Pour un océan riche et fertile : l’exigence d’une transition bleue

Le numéro 791 de La Jaune et la Rouge a en janvier 2024 consacré son dossier à la sauvegarde de l’océan. Dans sa postérité et dans la perspective de la Conférence des Nations unies sur l’océan prévue du 9 au 13 juin à Nice, voici un rappel des menaces qui pèsent sur notre océan, des initiatives qui se développent, des défis à relever et de la nécessité de changer de mode de gestion de cette ressource naturelle majeure au niveau mondial.
L’économie a ceci de spécifique qu’il suffit parfois de lui attribuer une couleur pour que l’on comprenne immédiatement de quoi il est question. Dès lors, parler d’économie bleue et l’océan est là, sous nos yeux. Ces deux mots associés sous-tendent qui plus est une autre idée essentielle : celle de durabilité. Telle est d’ailleurs la définition de la Banque mondiale : « L’économie bleue est l’utilisation durable des ressources océaniques pour la croissance économique, l’amélioration de subsistance et la création d’emplois, tout en préservant la santé des océans et des écosystèmes qui les constituent. »
L’économie bleue a fait ses premiers pas sur la scène internationale dans les années 90, avant d’être pour la première fois popularisée en 2012 à la Conférence des Nations unies sur le développement durable, dite Rio+20, quand au même moment émergeaient les désastres écologiques, dont l’océan n’est évidemment pas épargné. Le changement climatique, la pollution, la destruction des habitats, la surexploitation des ressources sont chaque jour un peu plus annonciateurs de catastrophes.

Vers une transformation de l’économie bleue
La mer est un marché en croissance constante. D’après l’OCDE, la contribution annuelle de l’océan au PIB mondial était de 1 800 milliards de dollars en 2021 et devrait dépasser les 3 000 milliards en 2030. Au premier regard, les chiffres impressionnent. Pourtant, ils cachent un paradoxe frappant : l’océan couvre 70 % de la surface de notre planète mais ne représente que 5 % de l’économie mondiale, révélant ainsi un potentiel encore largement sous-exploité.

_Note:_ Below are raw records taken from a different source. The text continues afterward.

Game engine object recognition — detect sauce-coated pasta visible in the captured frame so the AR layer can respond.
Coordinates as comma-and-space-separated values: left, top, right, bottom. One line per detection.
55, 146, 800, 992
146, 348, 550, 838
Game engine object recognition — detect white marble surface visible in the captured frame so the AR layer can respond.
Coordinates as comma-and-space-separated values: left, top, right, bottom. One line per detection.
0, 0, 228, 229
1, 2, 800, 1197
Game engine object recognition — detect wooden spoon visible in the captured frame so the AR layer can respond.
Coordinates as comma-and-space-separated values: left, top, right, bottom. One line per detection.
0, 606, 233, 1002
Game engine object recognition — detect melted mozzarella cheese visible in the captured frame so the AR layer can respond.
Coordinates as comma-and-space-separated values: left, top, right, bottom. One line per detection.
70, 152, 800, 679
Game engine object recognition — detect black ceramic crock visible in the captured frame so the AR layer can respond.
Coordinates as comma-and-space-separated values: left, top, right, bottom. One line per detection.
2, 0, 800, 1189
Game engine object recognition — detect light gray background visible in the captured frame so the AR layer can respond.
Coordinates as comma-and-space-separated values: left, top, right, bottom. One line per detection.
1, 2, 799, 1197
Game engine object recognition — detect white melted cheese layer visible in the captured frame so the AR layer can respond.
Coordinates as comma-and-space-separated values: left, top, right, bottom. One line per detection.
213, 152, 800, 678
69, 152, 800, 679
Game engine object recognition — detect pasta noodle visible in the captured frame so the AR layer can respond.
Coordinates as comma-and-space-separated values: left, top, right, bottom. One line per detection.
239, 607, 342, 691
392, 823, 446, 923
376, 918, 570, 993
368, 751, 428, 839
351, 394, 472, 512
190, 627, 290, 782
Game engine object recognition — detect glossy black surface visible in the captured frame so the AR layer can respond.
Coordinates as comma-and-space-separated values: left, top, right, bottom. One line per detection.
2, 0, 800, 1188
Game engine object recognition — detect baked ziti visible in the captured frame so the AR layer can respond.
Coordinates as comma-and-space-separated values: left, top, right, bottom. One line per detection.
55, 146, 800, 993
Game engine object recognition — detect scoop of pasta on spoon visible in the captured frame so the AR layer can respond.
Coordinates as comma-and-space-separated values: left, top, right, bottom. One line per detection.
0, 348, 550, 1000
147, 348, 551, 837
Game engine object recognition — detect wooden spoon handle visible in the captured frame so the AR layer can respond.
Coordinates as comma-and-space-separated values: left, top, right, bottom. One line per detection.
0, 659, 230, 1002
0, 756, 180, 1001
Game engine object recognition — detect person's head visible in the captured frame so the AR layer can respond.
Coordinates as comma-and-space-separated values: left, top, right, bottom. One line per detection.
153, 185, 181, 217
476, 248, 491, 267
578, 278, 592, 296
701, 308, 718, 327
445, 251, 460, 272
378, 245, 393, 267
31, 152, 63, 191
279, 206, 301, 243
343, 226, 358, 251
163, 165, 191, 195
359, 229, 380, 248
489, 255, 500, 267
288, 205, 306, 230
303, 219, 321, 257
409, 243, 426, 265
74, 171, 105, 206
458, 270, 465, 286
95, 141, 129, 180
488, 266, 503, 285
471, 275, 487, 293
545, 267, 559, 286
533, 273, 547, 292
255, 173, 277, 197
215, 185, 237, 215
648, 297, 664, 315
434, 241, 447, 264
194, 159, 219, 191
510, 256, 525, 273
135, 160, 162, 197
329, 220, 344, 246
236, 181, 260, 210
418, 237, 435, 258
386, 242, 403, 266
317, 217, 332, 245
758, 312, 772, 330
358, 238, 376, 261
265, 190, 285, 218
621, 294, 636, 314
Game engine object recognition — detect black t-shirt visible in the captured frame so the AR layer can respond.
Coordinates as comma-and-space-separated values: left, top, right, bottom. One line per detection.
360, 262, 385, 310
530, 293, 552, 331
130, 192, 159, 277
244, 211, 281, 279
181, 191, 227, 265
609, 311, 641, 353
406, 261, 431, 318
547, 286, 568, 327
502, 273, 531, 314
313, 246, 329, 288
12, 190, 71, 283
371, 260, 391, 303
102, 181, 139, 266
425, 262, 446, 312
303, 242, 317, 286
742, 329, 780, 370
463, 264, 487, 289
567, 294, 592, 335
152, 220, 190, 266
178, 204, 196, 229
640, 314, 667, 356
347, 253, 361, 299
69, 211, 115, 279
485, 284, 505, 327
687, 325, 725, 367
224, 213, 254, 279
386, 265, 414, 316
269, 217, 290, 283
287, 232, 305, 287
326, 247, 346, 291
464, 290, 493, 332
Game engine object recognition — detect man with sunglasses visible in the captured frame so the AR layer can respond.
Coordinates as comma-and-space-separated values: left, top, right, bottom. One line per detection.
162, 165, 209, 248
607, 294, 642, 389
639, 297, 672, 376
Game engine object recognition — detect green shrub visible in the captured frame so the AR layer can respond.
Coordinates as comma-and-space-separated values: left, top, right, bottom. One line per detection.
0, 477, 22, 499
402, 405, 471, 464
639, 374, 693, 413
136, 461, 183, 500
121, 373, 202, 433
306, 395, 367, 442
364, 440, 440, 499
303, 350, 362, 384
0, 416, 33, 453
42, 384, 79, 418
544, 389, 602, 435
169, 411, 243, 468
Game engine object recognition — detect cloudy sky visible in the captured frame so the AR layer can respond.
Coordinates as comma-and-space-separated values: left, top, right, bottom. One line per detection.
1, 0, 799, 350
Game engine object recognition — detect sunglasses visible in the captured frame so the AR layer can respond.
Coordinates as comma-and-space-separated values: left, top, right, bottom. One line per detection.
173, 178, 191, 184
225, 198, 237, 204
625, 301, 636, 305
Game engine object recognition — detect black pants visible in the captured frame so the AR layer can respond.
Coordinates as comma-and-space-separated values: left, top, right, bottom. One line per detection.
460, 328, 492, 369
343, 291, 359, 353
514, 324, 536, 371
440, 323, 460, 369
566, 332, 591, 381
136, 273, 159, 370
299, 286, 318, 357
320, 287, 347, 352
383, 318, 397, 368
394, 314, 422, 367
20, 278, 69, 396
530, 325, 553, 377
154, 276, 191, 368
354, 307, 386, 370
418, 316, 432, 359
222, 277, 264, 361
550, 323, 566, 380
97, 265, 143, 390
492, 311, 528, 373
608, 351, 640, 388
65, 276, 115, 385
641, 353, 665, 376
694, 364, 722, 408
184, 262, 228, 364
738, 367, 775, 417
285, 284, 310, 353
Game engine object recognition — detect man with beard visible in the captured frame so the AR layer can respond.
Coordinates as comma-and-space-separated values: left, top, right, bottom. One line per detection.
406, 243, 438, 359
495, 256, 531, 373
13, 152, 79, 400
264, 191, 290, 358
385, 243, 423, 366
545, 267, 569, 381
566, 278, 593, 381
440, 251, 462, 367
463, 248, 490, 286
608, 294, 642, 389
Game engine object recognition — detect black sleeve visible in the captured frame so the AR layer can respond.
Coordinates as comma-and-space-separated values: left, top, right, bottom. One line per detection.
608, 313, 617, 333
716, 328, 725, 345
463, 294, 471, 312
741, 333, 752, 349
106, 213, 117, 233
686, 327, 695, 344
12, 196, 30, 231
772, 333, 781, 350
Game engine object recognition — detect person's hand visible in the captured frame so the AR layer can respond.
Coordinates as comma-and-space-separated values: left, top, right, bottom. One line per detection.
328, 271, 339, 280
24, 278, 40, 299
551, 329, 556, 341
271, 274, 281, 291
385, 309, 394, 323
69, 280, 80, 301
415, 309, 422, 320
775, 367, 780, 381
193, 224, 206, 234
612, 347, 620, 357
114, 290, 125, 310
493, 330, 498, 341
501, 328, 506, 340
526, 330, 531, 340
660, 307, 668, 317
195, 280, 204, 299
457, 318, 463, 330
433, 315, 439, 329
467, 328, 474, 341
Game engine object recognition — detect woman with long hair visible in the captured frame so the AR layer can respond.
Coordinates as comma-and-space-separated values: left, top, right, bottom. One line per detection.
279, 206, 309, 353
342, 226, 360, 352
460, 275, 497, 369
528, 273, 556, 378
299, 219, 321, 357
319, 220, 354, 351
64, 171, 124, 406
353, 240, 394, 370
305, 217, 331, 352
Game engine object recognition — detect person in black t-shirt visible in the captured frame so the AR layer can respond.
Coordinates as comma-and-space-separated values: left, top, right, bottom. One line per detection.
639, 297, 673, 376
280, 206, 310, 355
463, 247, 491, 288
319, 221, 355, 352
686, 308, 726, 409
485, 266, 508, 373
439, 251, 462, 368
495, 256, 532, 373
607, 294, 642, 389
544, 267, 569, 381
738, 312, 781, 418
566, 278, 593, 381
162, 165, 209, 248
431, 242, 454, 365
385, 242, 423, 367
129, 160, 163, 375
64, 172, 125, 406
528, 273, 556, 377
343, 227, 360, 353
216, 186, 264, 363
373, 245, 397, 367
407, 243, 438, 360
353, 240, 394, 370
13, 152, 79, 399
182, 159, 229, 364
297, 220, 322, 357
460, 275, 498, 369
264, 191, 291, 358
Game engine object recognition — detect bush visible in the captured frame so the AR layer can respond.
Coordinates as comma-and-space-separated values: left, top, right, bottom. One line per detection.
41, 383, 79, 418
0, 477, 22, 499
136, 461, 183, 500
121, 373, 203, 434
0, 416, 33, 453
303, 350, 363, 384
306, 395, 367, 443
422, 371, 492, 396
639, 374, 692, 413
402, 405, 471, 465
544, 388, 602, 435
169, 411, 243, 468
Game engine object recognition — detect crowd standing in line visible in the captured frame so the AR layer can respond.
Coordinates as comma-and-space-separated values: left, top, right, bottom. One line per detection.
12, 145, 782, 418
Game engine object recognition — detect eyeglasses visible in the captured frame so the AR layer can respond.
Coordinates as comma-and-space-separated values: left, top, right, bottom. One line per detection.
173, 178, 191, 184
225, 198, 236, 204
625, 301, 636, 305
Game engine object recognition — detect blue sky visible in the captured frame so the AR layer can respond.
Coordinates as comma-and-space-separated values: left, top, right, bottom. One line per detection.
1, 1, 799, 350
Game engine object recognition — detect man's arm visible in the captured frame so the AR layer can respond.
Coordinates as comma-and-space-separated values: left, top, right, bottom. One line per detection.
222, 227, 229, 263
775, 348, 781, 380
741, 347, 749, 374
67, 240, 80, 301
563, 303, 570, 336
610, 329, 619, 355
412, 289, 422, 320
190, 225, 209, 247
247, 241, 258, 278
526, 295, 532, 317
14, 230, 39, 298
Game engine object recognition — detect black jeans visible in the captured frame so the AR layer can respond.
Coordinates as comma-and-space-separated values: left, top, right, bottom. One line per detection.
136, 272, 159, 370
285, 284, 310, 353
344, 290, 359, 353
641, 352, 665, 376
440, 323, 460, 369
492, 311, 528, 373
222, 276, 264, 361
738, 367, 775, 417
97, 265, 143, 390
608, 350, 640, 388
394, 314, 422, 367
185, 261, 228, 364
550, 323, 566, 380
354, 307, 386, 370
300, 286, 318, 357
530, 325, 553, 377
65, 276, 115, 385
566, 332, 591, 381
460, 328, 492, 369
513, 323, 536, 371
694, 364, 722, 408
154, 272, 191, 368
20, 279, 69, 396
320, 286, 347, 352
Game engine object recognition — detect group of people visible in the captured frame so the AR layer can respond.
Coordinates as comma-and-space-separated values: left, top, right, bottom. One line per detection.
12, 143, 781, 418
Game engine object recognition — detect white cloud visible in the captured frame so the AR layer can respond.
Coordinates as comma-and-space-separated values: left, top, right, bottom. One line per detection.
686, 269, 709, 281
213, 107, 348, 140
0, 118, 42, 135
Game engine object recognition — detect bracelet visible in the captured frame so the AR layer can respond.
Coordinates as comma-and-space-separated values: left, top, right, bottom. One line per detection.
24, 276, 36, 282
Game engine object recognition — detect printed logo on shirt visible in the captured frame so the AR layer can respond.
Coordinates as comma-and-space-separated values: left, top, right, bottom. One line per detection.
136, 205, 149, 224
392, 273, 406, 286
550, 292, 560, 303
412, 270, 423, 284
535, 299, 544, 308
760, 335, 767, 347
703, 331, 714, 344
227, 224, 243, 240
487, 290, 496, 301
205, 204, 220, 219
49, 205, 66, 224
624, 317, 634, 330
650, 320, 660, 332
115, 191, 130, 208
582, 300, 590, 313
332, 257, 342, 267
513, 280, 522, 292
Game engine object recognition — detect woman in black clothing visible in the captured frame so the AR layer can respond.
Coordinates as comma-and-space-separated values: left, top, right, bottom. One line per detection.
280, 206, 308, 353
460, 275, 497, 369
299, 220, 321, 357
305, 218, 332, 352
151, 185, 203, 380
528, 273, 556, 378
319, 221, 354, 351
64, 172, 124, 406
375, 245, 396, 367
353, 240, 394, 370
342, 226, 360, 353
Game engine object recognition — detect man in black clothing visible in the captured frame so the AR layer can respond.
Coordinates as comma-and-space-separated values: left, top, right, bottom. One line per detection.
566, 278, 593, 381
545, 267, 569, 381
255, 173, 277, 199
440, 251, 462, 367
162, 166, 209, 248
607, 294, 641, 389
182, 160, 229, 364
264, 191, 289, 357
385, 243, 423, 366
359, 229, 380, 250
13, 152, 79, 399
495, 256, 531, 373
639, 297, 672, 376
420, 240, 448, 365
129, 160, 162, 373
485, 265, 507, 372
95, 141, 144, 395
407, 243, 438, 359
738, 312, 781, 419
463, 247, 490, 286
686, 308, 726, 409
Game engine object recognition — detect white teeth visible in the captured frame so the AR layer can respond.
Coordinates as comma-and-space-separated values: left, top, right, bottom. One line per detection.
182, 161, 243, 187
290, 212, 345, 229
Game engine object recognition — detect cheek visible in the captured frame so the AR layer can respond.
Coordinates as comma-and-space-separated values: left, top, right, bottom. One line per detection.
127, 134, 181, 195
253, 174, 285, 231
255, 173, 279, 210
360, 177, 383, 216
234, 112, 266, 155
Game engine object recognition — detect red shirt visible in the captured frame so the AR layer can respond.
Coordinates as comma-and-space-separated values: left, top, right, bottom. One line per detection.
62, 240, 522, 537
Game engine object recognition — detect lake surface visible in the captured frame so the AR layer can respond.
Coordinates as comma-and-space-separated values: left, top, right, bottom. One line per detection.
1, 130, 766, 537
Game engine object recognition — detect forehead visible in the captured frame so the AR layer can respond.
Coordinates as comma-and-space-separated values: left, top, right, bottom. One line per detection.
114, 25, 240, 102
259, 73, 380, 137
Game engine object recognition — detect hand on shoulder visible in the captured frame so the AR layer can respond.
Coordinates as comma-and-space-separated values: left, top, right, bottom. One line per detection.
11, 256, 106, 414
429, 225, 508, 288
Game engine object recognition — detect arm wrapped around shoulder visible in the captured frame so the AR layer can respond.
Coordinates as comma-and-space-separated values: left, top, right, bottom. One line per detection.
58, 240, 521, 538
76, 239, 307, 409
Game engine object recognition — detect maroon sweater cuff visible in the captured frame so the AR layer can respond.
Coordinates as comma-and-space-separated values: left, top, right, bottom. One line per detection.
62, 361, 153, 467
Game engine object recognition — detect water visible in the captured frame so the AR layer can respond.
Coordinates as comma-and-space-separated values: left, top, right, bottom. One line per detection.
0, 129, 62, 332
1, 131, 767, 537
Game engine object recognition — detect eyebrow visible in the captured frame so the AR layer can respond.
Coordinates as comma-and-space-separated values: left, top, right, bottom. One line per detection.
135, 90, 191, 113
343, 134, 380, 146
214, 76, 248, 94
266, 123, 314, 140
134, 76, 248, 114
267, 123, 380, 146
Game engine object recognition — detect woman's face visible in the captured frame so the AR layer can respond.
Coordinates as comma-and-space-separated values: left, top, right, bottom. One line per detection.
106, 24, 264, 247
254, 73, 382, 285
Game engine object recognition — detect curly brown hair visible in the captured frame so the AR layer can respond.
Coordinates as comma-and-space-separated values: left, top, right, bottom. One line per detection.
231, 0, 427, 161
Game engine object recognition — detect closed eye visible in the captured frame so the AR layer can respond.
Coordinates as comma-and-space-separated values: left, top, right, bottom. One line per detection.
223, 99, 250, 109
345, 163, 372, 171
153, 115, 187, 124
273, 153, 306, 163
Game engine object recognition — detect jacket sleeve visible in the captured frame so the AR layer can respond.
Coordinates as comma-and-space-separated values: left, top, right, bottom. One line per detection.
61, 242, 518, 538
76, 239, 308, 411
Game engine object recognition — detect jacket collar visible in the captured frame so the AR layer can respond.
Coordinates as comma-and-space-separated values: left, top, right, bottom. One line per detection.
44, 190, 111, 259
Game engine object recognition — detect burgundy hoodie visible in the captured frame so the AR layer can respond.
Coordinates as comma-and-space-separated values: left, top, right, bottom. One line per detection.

Les perspectives sont vastes, porteuses de possibilités mais aussi de risques. Sommes-nous à l’aube d’une exploitation dérégulée, où la nature paiera le prix de notre avidité, ou saurons-nous construire un modèle plus équilibré et respectueux ? S’il n’est pas envisageable, ni souhaitable, de faire de l’océan un vaste sanctuaire interdit à l’homme, il ne peut pas non plus être abandonné à une exploitation anarchique dictée par la seule logique du profit. Parmi ces deux scénarios, la vérité se trouve au milieu : le développement d’une économie bleue forte et durable, qui doit être au cœur de notre feuille de route pour l’océan.
Économie maritime et économie bleue : quelles différences ?
Il existe un fossé important entre l’économie maritime, qui englobe l’ensemble des activités économiques directement liées aux océans, mers et zones côtières, et l’économie bleue, qui privilégie une gestion et une exploitation durables des ressources marines afin de limiter les impacts environnementaux et de maximiser les bénéfices sociaux et économiques.
Les cas de l’Europe et de la Méditerranée
Les données publiées par Eurostat montrent que l’économie bleue européenne se porte plutôt bien. En 2021, elle employait 3,6 millions de personnes (soit une hausse de 17 % par rapport à 2020), son chiffre d’affaires était de près de 624 millions d’euros (+21 %) et elle représentait 171 milliards d’euros de valeur ajoutée brute (+35 %). Les secteurs pris individuellement ont également amélioré leurs performances.
C’est particulièrement vrai pour l’éolien en mer qui a connu une croissance de +326 %. La flotte de pêche européenne montre également des progrès sur le plan de la transition énergétique, avec une diminution de 8 % des émissions de CO₂ entre 2009 et 2021 pour un kilo de poisson pêché. Du côté de la Méditerranée, l’économie bleue est également en croissance. Selon les données de l’Union européenne, elle a généré 67 milliards d’euros de valeur ajoutée brute et plus de 2 millions d’emplois en 2019.
“Mieux répartir les forces entre les différents usages de la mer.”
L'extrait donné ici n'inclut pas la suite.